Thread overview
[Issue 3763] New: std.stdio.readlnImpl absurdly inefficient
Feb 02, 2010
David Simcha
Feb 02, 2010
David Simcha
[Issue 3763] std.stdio.readlnImpl absurdly inefficient and overflows stack
Feb 21, 2010
David Simcha
Mar 09, 2010
Walter Bright
February 02, 2010
http://d.puremagic.com/issues/show_bug.cgi?id=3763

           Summary: std.stdio.readlnImpl absurdly inefficient
           Product: D
           Version: 2.040
          Platform: Other
        OS/Version: Windows
            Status: NEW
          Keywords: performance
          Severity: normal
          Priority: P2
         Component: Phobos
        AssignedTo: nobody@puremagic.com
        ReportedBy: dsimcha@yahoo.com


--- Comment #0 from David Simcha <dsimcha@yahoo.com> 2010-02-01 16:18:57 PST ---
Apparently stdio.readln() copies the data it reads a ridiculous number of times and performs a ridiculous amount of heap allocations.  The following program uses **gigabytes** of RAM.  This issue came to my attention while reading in a huge file in the presence of large associative arrays that contained lots of false pointers.

import std.stdio, core.memory;

void main() {
    // Write 512 kilobytes out to a file on a single line.
    auto writeHandle = File("foo.txt", "wb");
    auto contents = new char[512 * 1024];
    contents[] = 'a';
    writeHandle.writeln(contents);
    writeHandle.close;
    contents = null;
    GC.collect();

    // Read it back with the GC disabled.
    GC.disable;
    auto readHandle = File("foo.txt");
    auto firstLine = readHandle.readln();

    stderr.writeln("Check task manager for memory usage, then press enter.");
    stdin.readln();
}

Under a sane allocation scheme (geometric growth of the buffer), this program would only use about 1 MB of RAM plus overhead for stack space, etc., even with the GC disabled.  (Derivation:  512 * 1024 == 2^19.  2^0 + 2^1 + ... + 2^19 == 2^20 - 1.)

-- 
Configure issuemail: http://d.puremagic.com/issues/userprefs.cgi?tab=email
------- You are receiving this mail because: -------
February 02, 2010
http://d.puremagic.com/issues/show_bug.cgi?id=3763


Andrei Alexandrescu <andrei@metalanguage.com> changed:

           What    |Removed                     |Added
----------------------------------------------------------------------------
                 CC|                            |andrei@metalanguage.com


--- Comment #1 from Andrei Alexandrescu <andrei@metalanguage.com> 2010-02-01 17:04:56 PST ---
Since you are on the dev team, could you please look into this? I take it it must be the array appends that are the culprit.
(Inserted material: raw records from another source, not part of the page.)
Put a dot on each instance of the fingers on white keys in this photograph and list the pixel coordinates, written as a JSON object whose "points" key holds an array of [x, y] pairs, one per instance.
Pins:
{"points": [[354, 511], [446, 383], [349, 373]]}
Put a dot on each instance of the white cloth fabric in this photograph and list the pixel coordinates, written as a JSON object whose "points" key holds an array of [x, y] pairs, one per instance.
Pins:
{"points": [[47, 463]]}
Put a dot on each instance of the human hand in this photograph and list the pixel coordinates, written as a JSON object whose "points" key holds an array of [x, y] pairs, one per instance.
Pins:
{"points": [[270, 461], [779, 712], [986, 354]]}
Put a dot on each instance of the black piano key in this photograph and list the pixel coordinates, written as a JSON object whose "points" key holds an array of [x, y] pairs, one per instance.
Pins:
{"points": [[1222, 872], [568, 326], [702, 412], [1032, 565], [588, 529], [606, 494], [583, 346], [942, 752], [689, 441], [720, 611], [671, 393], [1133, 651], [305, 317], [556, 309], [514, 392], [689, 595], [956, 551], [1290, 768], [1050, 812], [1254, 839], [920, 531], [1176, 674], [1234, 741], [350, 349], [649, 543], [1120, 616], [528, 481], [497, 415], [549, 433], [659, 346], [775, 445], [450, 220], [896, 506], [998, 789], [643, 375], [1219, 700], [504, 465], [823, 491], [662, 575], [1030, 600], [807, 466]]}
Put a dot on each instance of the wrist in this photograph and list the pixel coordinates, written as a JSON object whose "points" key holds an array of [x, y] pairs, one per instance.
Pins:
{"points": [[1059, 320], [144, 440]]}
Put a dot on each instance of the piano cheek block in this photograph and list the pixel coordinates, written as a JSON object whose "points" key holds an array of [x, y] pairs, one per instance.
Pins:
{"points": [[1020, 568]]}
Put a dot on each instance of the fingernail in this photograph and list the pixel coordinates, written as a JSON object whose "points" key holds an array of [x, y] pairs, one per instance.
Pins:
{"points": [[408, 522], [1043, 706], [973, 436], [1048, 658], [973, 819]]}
If you're testing on Windows, I think the stuff is under the DIGITAL_MARS_STDIO version.

-- 
Configure issuemail: http://d.puremagic.com/issues/userprefs.cgi?tab=email
------- You are receiving this mail because: -------
February 02, 2010
http://d.puremagic.com/issues/show_bug.cgi?id=3763



--- Comment #2 from David Simcha <dsimcha@yahoo.com> 2010-02-01 20:37:40 PST ---
Well, the problem is pretty clear.  It's in std.stdio.readlnImpl().  In the unbuffered I/O routine in the DIGITAL_MARS_STDIO version block, we basically do the following in pseudocode:

buf = readNext64Bytes();
buf ~= readRest();  // Recurse.

We're effectively prepending to our result in 64-byte increments.  Therefore, buf is reallocated once for every 64 bytes once we hit unbuffered I/O.  Also note that the use of O(N) stack space causes stack overflows for very long lines (around 700 KB+).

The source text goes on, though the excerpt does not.